The registration of efficacy data and side effects means that long-term follow-up of patients is needed. Follow-up begins after the patient is discharged from the clinic and commences with measurement of FVIII or FIX levels. However, patient expectations of gene therapy may differ from that of doctors, and there are several things to consider on follow-up. Factor levels achieved after gene therapy are variable. For patients with haemophilia A (FVIII), the highest levels appear to be achieved after 26 weeks, gradually decreasing over time.50 If a patient requires major surgery, it is important to know exactly how much time has elapsed since gene therapy and for the patient to understand how this affects factor levels. For patients with haemophilia B (FIX), once stable levels are reached (some months after gene therapy), these may remain more stable over time than that observed in patients with haemophilia A. Treatment of bleeding events after gene therapy are also important during follow-up and it is important to note that patient compliance with advice to cease alcohol consumption and being mindful of medication use, may diminish after the first year. A well-known immune response to the capsid can also occur in patients, especially in the first 3 months of their gene therapy, which may lead to liver function abnormalities requiring immediate treatment. This immune response is an important side effect and can lead to reduced expression of FVIII or FIX with patients losing the response that has been achieved in gene therapy. Notably, patients will need help to cope with their new identity and to understand how they might now take part in different lifestyle activities such as exercise.
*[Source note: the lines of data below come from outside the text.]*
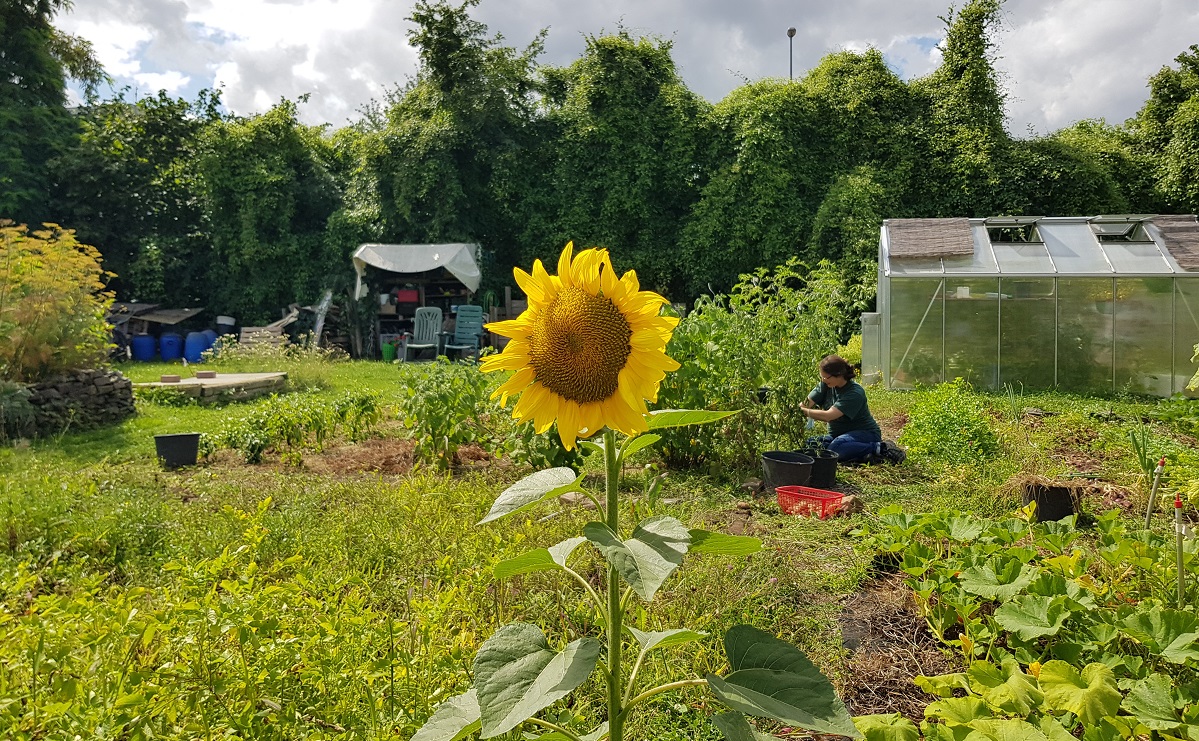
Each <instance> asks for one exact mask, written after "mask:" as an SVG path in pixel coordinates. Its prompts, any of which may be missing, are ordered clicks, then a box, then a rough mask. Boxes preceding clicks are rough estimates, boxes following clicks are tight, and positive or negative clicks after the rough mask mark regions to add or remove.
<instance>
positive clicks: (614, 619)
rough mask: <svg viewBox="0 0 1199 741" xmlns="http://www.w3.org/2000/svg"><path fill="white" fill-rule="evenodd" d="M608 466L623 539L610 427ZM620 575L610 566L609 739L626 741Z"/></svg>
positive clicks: (605, 439) (611, 500) (617, 491)
mask: <svg viewBox="0 0 1199 741" xmlns="http://www.w3.org/2000/svg"><path fill="white" fill-rule="evenodd" d="M603 442H604V445H603V448H604V451H603V452H604V463H605V464H607V465H605V469H607V471H605V472H607V482H605V484H607V494H608V510H607V512H605V516H607V520H608V526H609V528H611V531H613V532H615V534H616V536H617V537H620V501H619V498H620V453H619V451H617V448H616V433H615V432H614V430H611V429H610V428H605V429H604V430H603ZM621 603H622V600H621V589H620V573H619V572H617V571H616V567H615V566H609V567H608V739H609V741H623V739H625V712H623V710H625V709H623V703H622V700H623V692H621V685H620V680H621V676H620V641H621V638H622V637H621V621H622V619H623V616H625V614H623V606H622V604H621Z"/></svg>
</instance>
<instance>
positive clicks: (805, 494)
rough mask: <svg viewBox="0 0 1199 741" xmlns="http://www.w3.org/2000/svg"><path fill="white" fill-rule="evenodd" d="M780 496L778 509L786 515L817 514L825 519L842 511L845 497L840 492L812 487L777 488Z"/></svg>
mask: <svg viewBox="0 0 1199 741" xmlns="http://www.w3.org/2000/svg"><path fill="white" fill-rule="evenodd" d="M775 493H777V494H778V508H779V510H782V511H783V513H784V514H805V516H808V517H811V516H813V514H815V516H817V517H819V518H820V519H825V518H827V517H829V516H831V514H833V513H835V512H836V511H837V510H840V500H842V498H843V496H844V495H843V494H839V493H838V492H830V490H827V489H813V488H812V487H776V488H775Z"/></svg>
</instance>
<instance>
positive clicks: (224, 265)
mask: <svg viewBox="0 0 1199 741" xmlns="http://www.w3.org/2000/svg"><path fill="white" fill-rule="evenodd" d="M323 132H324V128H323V127H309V126H303V125H301V124H300V122H299V121H297V119H296V104H295V103H294V102H291V101H285V100H284V101H282V102H281V103H278V104H277V106H275V107H273V108H271V110H269V112H267V113H265V114H263V115H259V116H254V118H249V119H241V118H237V119H229V120H224V121H219V122H213V124H212V125H210V126H207V127H205V129H204V141H203V145H201V155H200V158H199V162H198V167H199V171H200V175H201V177H203V194H204V201H205V209H206V211H207V215H209V218H210V219H211V221H210V224H211V227H210V228H211V234H212V261H211V265H210V279H211V282H212V299H211V302H210V305H209V308H211V309H213V311H217V312H221V313H228V314H234V315H236V317H239V318H240V319H241V320H242V323H243V324H251V323H252V321H259V320H263V319H275V318H277V317H278V311H279V309H281V308H283V307H287V306H288V305H290V303H294V302H312V301H315V300H317V299H318V296H319V293H320V290H321V289H323V288H326V287H330V282H331V281H335V279H336V275H337V273H338V272H341V273H344V272H347V271H349V270H350V267H349V260H348V255H345V254H342V253H341V251H338V249H336V247H335V248H331V247H330V246H329V243H327V241H326V239H325V233H326V227H327V221H329V217H330V215H332V213H333V211H335V210H336V209H337V207H338V205H339V203H341V194H339V192H338V188H337V183H336V181H335V180H333V176H332V174H331V173H330V164H331V158H332V155H331V151H330V150H331V145H330V141H329V140H327V139H326V138H325V137H324V135H323Z"/></svg>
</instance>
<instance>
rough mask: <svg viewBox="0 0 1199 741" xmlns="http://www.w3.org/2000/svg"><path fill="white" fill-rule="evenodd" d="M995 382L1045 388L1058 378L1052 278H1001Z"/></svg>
mask: <svg viewBox="0 0 1199 741" xmlns="http://www.w3.org/2000/svg"><path fill="white" fill-rule="evenodd" d="M1000 291H1001V293H1002V295H1004V297H1002V299H1001V300H1000V302H999V382H1000V385H1002V384H1011V385H1012V386H1013V387H1014V388H1016V391H1017V392H1019V391H1020V390H1023V388H1049V387H1052V386H1054V385H1055V384H1056V382H1058V379H1056V362H1055V359H1056V354H1058V348H1056V344H1058V336H1056V332H1058V293H1056V282H1055V281H1054V279H1053V278H1002V279H1001V281H1000Z"/></svg>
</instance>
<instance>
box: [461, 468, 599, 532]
mask: <svg viewBox="0 0 1199 741" xmlns="http://www.w3.org/2000/svg"><path fill="white" fill-rule="evenodd" d="M582 482H583V475H582V474H580V475H578V476H576V475H574V471H573V470H572V469H568V468H566V466H561V468H556V469H546V470H543V471H537V472H536V474H530V475H528V476H525V477H524V478H522V480H520V481H518V482H516V483H514V484H512V486H511V487H508V488H506V489H504V492H502V493H500V495H499V496H498V498H496V499H495V504H493V505H492V511H490V512H488V513H487V517H484V518H483V519H481V520H478V524H480V525H482V524H484V523H489V522H492V520H496V519H500V518H501V517H506V516H508V514H512V513H513V512H519V511H520V510H524V508H525V507H531V506H532V505H535V504H537V502H540V501H543V500H547V499H552V498H555V496H561V495H562V494H566V493H567V492H578V490H579V484H580V483H582Z"/></svg>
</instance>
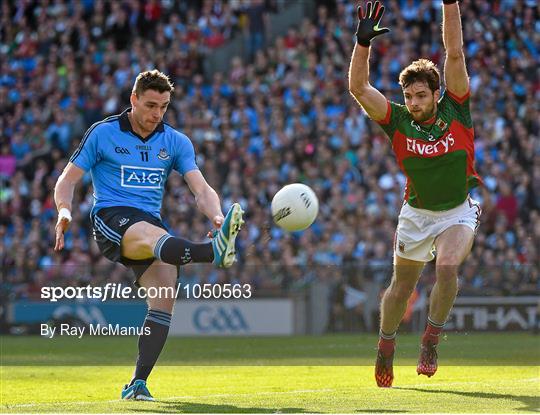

Some universal principles for the introduction of gene therapy have been established, which have patients at the centre of decision-making; one of the most important is that the safe introduction of any potential commercial gene therapy with lifelong follow-up is paramount to ensuring long-term success.51 Within the various haemophilia centres there may be some overlap of responsibilities to ensure that patients are carefully managed, although challenges exist when specific responsibilities for each type of centre are not defined. To address this, recommendations have been published on which type of centre is responsible for the different stages of follow-up, data collection, and the responsibilities of the multidisciplinary team.49 Ultimately, to fulfil a global registry of long-term outcomes of gene therapy will be challenging and require much work to document the demographics, diagnosis, medical or clinical history, as well as the safety, efficacy, the number of surgeries, health-related quality of life, and mortality data for each follow-up visit.52

Many questions exist about management and follow-up. For example, who collects and stores the data, who treats the side effects, and are assays used in each centre comparable? These questions along with issues on reimbursement, resources, and who is ultimately responsible for the patient, all require essential communication between the ‘hub-and-spoke’ centres.51 Solving these important issues will require strict follow-up in the first year after gene therapy in either a ‘hub’ or ‘spoke’ centre and the use of teleconsulting is beneficial for patient care as well as optimising availability and communication with the interdisciplinary team. Centralised laboratories are advised for the measurement of factor levels and immunological tests to ensure consistency between different centres.

The Haemophilia Nurse and Patient Advocacy Perspective on Gene Therapy Management

Greta Mulders and Amanda Bok

There is a need to consider the changing goals, perspectives, needs, and expectations of patients as well as those of the healthcare system for this patient community. Individuals benefit from a more robust support system and knowledge gained will be important to support the introduction and maintenance of such innovative therapies. A clinical trial experience is always going to be different to real life and patients should be committed to the more intense follow-up involved. Efficacy and safety concerns pre-gene therapy often change post-gene therapy. Understanding how they can still pass on the mutated gene to children, that the therapy will not resolve joint damage, and lifestyle modifications will be needed allows patients to appreciate that the therapy is not a cure. A long-term follow-up adherence plan is crucial for continuous testing as patients may still require factor replacement products during surgery or traumatic bleeds. Durability beyond 5 years is not yet known, and the side effects of immunosuppression are important to consider.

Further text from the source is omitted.